Israeli Rafah attack would hurt hostage talks: Hamas

Monday, 12 February 2024

GAZA STRIP, Feb 11 (AFP/AP): Hamas on Sunday warned that any Israeli offensive in Gaza's far-southern city of Rafah would threaten talks about the release of hostages seized in the October 7 attacks.
"Any attack by the occupation army on the city of Rafah would undermine the exchange negotiations," the Palestinian militants said as Prime Minister Benjamin Netanyahu vowed to extend military operations.

Gaza mediators, others warn
Israel of disaster if Rafah
invasion launched
Israel's neighbors and key mediators warned Saturday of disaster and repercussions if its military launches a ground invasion in Gaza's southern city of Rafah, where Israel says remaining Hamas strongholds are located - along with over half the besieged territory's population.
Israeli airstrikes killed at least 44 Palestinians - including more than a dozen children - in Rafah, hours after Prime Minister Benjamin Netanyahu said he asked the military to plan for the evacuation of hundreds of thousands of people ahead of an invasion. He gave no details or timeline.
The announcement set off panic. More than half of Gaza's 2.3 million people are packed into Rafah, which borders Egypt. Many fled there after following Israeli evacuation orders that now cover two-thirds of the territory following the Oct. 7 Hamas attack that sparked the war. It's not clear where they could go next.
Egyptian Foreign Minister Sameh Shoukry said any Israeli ground offensive on Rafah would have "disastrous consequences," and asserted that Israel aims to eventually force the Palestinians out of their land. Egypt has warned that any movement of Palestinians into Egypt would threaten the four-decade-old peace treaty between Israel and Egypt.
Another mediator, Qatar, also warned of disaster, and Saudi Arabia warned of "very serious repercussions." There's even increasing friction between Netanyahu and the United States, whose officials have said a Rafah invasion with no plan for civilians there would lead to disaster.
"The people in Gaza cannot disappear into thin air," German Foreign Minister Annalena Baerbock said on X, adding that an Israeli offensive on Rafah would be a "humanitarian catastrophe in the making."

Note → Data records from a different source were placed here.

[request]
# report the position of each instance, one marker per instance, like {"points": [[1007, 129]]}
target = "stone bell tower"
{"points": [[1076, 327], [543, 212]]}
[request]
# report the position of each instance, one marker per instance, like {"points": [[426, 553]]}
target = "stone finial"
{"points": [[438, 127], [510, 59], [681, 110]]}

Netanyahu has previously said it is impossible to eliminate Hamas while leaving four Hamas battalions in Rafah.
Despite the wave of criticism, he said he was determined to go ahead.

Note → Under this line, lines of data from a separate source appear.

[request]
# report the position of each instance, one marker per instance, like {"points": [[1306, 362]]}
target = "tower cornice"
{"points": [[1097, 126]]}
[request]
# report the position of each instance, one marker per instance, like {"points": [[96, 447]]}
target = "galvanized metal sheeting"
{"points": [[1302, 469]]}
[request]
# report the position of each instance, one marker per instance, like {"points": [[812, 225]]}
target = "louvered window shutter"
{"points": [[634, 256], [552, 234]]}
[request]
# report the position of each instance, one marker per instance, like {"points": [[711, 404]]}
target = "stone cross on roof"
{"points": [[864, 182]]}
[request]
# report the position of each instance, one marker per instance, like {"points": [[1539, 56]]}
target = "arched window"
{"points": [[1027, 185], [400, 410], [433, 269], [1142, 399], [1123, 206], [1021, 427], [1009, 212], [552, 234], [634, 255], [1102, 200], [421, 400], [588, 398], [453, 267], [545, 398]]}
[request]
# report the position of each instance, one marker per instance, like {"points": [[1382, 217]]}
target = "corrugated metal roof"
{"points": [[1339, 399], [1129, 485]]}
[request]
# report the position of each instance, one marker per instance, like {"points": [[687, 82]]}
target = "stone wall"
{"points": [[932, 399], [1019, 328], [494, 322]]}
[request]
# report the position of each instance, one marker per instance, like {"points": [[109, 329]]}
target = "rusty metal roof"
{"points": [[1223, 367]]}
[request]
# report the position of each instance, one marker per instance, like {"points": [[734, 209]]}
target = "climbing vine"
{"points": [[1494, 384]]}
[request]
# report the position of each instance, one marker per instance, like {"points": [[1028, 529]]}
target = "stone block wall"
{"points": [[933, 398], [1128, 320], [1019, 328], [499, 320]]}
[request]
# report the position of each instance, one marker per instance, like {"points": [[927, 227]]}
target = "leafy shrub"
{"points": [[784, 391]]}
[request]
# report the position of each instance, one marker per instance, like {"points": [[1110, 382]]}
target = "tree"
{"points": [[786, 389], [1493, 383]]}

"Those who say that under no circumstances should we enter Rafah are basically saying lose the war, keep Hamas there," he told ABC News "This Week with George Stephanopoulos" in comments that aired Saturday.
When asked where the civilians should go, Netanyahu said: "You know, the areas that we've cleared north of Rafah, plenty of areas there. But we are working out a detailed plan to do so."
Israel has carried out almost daily airstrikes in Rafah, a rare entry point for Gaza's badly needed food and medical supplies, during its current ground combat in Khan Younis just to the north.
Overnight into Saturday, three airstrikes on homes in the Rafah area killed 28 people, according to a health official and Associated Press journalists who saw bodies arriving at hospitals. Each strike killed multiple members of a family, including a total of 10 children, the youngest 3 months old.
Fadel al-Ghannam said one strike tore his loved ones to shreds. He lost his son, daughter-in-law and four grandchildren. He fears even worse with a ground invasion of Rafah, and said the world's silence has enabled Israel to proceed.
Later on Saturday, an Israeli airstrike on a home in Rafah killed at least 11 people, including three children, according to Ahmed al-Soufi, head of Rafah municipality.
"This is what Netanyahu targets - the civilians," said a neighbor, Samir Abu Loulya. Two other strikes in Rafah killed two policemen and three senior officers in the civil police, according to city officials.
In Khan Younis, Israeli forces opened fire at Nasser Hospital, the area's largest, killing at least two people and wounding five, according to the medical charity Doctors Without Borders. Israeli tanks reached the hospital gates Saturday morning, Ahmed Maghrabi, a physician there, said in a Facebook post.
Health Ministry spokesman Ashraf al-Qidra said hospital staff are no longer able to move between buildings because of the intense fire. He said 450 patients and 10,000 displaced people are sheltering there.
The Israeli military said troops were not operating inside the hospital but called the surrounding area "an active combat zone."